Minimum wage earners (MWE)  may soon get a tax refund from the government following an order by the Supreme Court (SC)  to  the Department of Finance (DOF) and Bureau of Internal Revenue (BIR) to grant a refund or tax credit to  individual taxpayers whose incomes in 2008 were subject of prorated increase in personal and additional exemption.

The Supreme Court has declared null and void several provisions of BIR order in 2008 that restricts the enforcement of Republic Act 9504 which among others provides tax exemption for minimum wage earners in the country as well as an increase in personal and additional exemptions for individual taxpayers.

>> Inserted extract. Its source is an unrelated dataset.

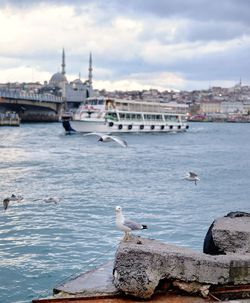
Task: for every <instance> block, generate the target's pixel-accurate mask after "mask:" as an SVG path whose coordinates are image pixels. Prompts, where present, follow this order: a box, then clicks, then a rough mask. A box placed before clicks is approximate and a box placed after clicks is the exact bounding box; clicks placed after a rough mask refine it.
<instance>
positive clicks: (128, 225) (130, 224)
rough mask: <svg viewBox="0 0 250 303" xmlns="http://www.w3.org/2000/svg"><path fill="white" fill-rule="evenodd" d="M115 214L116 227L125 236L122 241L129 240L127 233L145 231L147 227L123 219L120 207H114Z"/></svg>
mask: <svg viewBox="0 0 250 303" xmlns="http://www.w3.org/2000/svg"><path fill="white" fill-rule="evenodd" d="M115 212H116V226H117V227H118V228H119V229H120V230H121V231H124V233H125V236H124V238H123V241H127V240H129V239H130V234H129V232H131V231H133V230H141V229H147V228H148V227H147V225H142V224H140V223H136V222H134V221H130V220H127V219H125V218H124V216H123V214H122V208H121V206H116V208H115Z"/></svg>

In its decision, the SC’s en banc declared null and void Sections 1 and 3 of Revenue Regulation No.10-2008  which disqualify minimum wage earners who earn purely compensation income from the privilege of the exemption in case they receive bonuses and other compensation-related benefits exceeding the statutory ceiling of P30,000.

This means  individual taxpayers whose minimum wage incomes were taxed for their receipt of the 13th month pay and other bonuses and benefits exceeding P30,000 under the National Internal Revenue Code of 1997 would get a refund.

The high court also declared as null and void the provision in Section 3 that provides for the prorated application of the personal and additional exemptions under R.A 9504 for taxable year 2008, and for the period of applicability of the exemption to begin only on July 6, 2008.

The ruling penned by Chief Justice Maria Lourdes Sereno said the Department of Finance and the BIR committed grave abuse of discretion in promulgating the assailed provisions of the said revenue regulation.

“Sections 1 and 3 of RR l0-2008 add a requirement not found in the law by effectively declaring that an MWE who receives other benefits in excess of the statutory limit of P30,000 is no longer entitled to the exemption provided by R.A. 9504,” part of the 56-page ruling dated January 24 said.

The high court explained that the increased exemptions were already available much earlier than the required time of filing of the return on April 15, 2009 while R.A. 9504 came into law on July 6, 2008.

“In the present case, the increased exemptions were already available much earlier than the required time of filing of the return on 15 April 2009. R.A. 9504 came into law on 6 July 2008, more than nine months before the deadline for the E-filing of the income tax return for taxable year 2008. Hence, individual taxpayers were entitled to claim the increased amounts for the entire year 2008. This was true despite the fact that incomes were already earned or received prior to the law’s effectivity on 6 July 2008,” the SC said.